Con una grande maestria nel saper proporre delle liriche à contrainte, Fraccacreta riesce a ricreare all’interno di questo breve libretto una intera stagione musicale e culturale, passando attraverso riferimenti biblici che svelano tutta l’erudizione del giovane studioso: dai riferimenti a Canaan a quelli alla città di David, la liturgia si mescola allo spasimo vibrante del dettato ritmico di queste poesie, infarcite da metafore e da episodi tipici del blues degli anni 50-60. Il ritmo, sincopato e “jazzé” dei versi, risuona nella grancassa dell’immaginazione e dell’ebbrezza di personaggi scanzonati alla Bukowski, convinti di poter raggiungere Dio per mezzo della musica, percepita come “l’attimo celestiale in cui suono e realtà / si compenetrano”.
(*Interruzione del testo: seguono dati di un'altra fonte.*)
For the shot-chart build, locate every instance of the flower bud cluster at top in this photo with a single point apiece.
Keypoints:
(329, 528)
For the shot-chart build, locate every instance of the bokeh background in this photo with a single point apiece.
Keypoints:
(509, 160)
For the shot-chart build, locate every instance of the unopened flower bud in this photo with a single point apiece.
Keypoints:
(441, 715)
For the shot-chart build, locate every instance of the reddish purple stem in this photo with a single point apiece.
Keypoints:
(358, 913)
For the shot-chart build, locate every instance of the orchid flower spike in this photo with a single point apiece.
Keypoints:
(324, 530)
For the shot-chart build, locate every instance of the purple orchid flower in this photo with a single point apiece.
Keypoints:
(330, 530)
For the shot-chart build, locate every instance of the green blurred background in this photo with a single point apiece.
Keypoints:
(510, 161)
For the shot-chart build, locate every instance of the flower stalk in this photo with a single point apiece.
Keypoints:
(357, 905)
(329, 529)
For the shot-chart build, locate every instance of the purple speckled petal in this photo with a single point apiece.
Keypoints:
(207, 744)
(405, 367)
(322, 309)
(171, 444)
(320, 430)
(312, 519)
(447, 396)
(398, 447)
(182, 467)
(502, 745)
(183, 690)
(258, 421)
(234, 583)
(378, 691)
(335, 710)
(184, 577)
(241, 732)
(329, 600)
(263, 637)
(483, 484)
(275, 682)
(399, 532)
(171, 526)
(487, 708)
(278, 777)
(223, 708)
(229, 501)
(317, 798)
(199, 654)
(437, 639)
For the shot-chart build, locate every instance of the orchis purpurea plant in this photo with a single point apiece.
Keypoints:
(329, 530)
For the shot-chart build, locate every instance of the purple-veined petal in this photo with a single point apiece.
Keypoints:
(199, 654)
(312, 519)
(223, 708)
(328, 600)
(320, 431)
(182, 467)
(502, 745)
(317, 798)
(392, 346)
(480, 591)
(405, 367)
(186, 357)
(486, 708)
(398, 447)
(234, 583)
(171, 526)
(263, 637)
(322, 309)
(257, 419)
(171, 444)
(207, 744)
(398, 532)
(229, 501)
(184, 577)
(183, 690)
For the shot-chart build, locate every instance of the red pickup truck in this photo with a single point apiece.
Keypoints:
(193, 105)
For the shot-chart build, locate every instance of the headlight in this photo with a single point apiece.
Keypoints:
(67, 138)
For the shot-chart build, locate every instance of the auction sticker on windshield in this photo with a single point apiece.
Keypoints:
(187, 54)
Fraccacreta è altresì molto abile nel celebrare una geografia attenta ed esatta, quella che spazia dal Mississippi alla California fino alla Louisiana della musica sfrenata dei locali di New Orleans, dove musicisti neri si alternano in sterminate jam session di jazz e rhythm & blues, cercando quella gioia vagheggiata che non riescono a trovare senza i loro strumenti, né tantomeno senza dosi massicce di alcol e fumo. I personaggi di questi versi diventano allora un flusso che si incanala all’interno dei vari quadretti poetici producendo una rete immaginifica di eventi che non segue un andamento lineare, ma che al contrario raggiunge, attraverso dei raccordi intertestuali, il cuore pulsante del messaggio divino, quello che condurrebbe insomma alla piena salvezza. Del resto, per sopravvivere, serve acqua, e più se ne ha più ci si avvicina a Gesù, come palesa la voce narrante in uno degli ultimi componimenti della silloge: “L’acqua è per te ritmo incessante della letizia / di quanto sia stato perdonato / per una canzone / di chiarore e di fiamma. / Iridescente, scintillante nel balenio, alba, ambra. / Gesù mi diede l’acqua per non aver più sete. / Oh, dammi ancora dell’acqua, Gesù / Amen”.